We have an inventory value change that occurs and those become the points in standard costs where we say: this is where we need a plan. We need a plan for what costs is going to be at each one of these stages. We need to consider how we’re going to value this inventory or this lot in process that we are going to consign to the next step. If you think about it from a financial perspective, we order, receive, and then we value. Then we consign the valued inventory to the next step, where we order, receive, value, and then consign that material to the next step of the process and so on.
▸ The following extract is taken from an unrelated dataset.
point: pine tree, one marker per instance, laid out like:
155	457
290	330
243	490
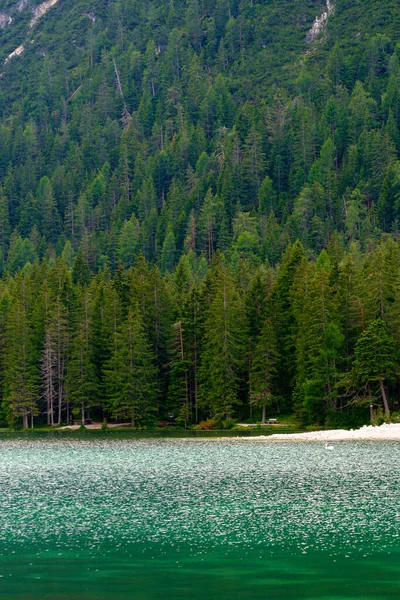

So the semiconductor process is really process manufacturing with discrete outcomes. There are a few other industries with processes like it, although none of them quite like the technology industry. It’s unique in terms of this process flow – an inverted BOM (Bill of Materials) process flow. There’s a few things how process and discrete outcome play into it. One of them is the assumption that output of the previous step is the main input to the next step. So we have something where it consign material and something where we take it and add value to it as it goes. We put a wafer in and put it into inventory. It may not stay there very long in the model and it may go straight to the test. But the test process, maybe you don’t think of it as adding value, but a pro process really goes through and says we’re the good die and the bad die. And so in that particular way, it’s added value to at least you’re knowledge of what’s good about that wafer. The die that’s actually useful can take the cost of the wafer and the cost of the test step and allocate that to the good die and the wafer.
The next step is the assembly process. And that’s going to be something where we take it to a die saw, we take it to die attach, we do all these processes for assembly. But really, the output of the preceding step is often the main input to the next step. We really are focused on this core material plus value add at each stage of the process. If you are doing an external manufacturing, if you’re using a supply chain, or fabless model, you often hear these called “pay points.”
“Pay points” are the points that you’ve negotiated with your vendor when they can invoice you and where the points where production is done here and I am going to invoice you. For us, those pay points become valuation points. It’s a point where there is a receipt accrual, there is a transaction valuation and there is an invoice that will be received in the future point. If you have internal production steps, the production stopping points are also the valuation points. So if you pull something out or run in through work stations and then want to put it back in inventory, it’s really the accumulation to the steps that occur concurrently. Sometimes, it relates to the material value add or how you want to do the costing as well. You come up with a production stopping point for internal evaluation as well. You will have a little more control over the variables such as where the material value add steps, where the significant value add change, and where is the inventory value points that occur. All these stages are really adding value to the original material.
We said in the beginning that the output of the preceding step is the input to the next step, but we also have this complexity where the output in total is not often in the next step input. And so the difference between those two is that the wafer would go to sort and so the sort process would have the wafers coming in. But if you think about this last one here, especially if we’re doing an outsourcing model, or even internally, each one of those steps (the fabs or assembly tasks process) may have a distinct or a different lot size. So, what comes in to out of die isn’t necessary the size of the lot. So maybe you have 5,000 die in a wafer, but the assembly lot size is 10,000 or 8,000, therefore it doesn’t even fit neatly into a wand. So the lot size in between the steps is different. The yield impact between the steps has some impact of all material moving or not. So we do have this assumption that the output of the preceding step is part of the cost of the next step. But in reality of how lots move, inventory can be held in all those different points. Even for a planning model, if you have a push pull model where you’re building your value bank based on your forecast and building to order the finish goods are based on confirmed backlogs or bookings.”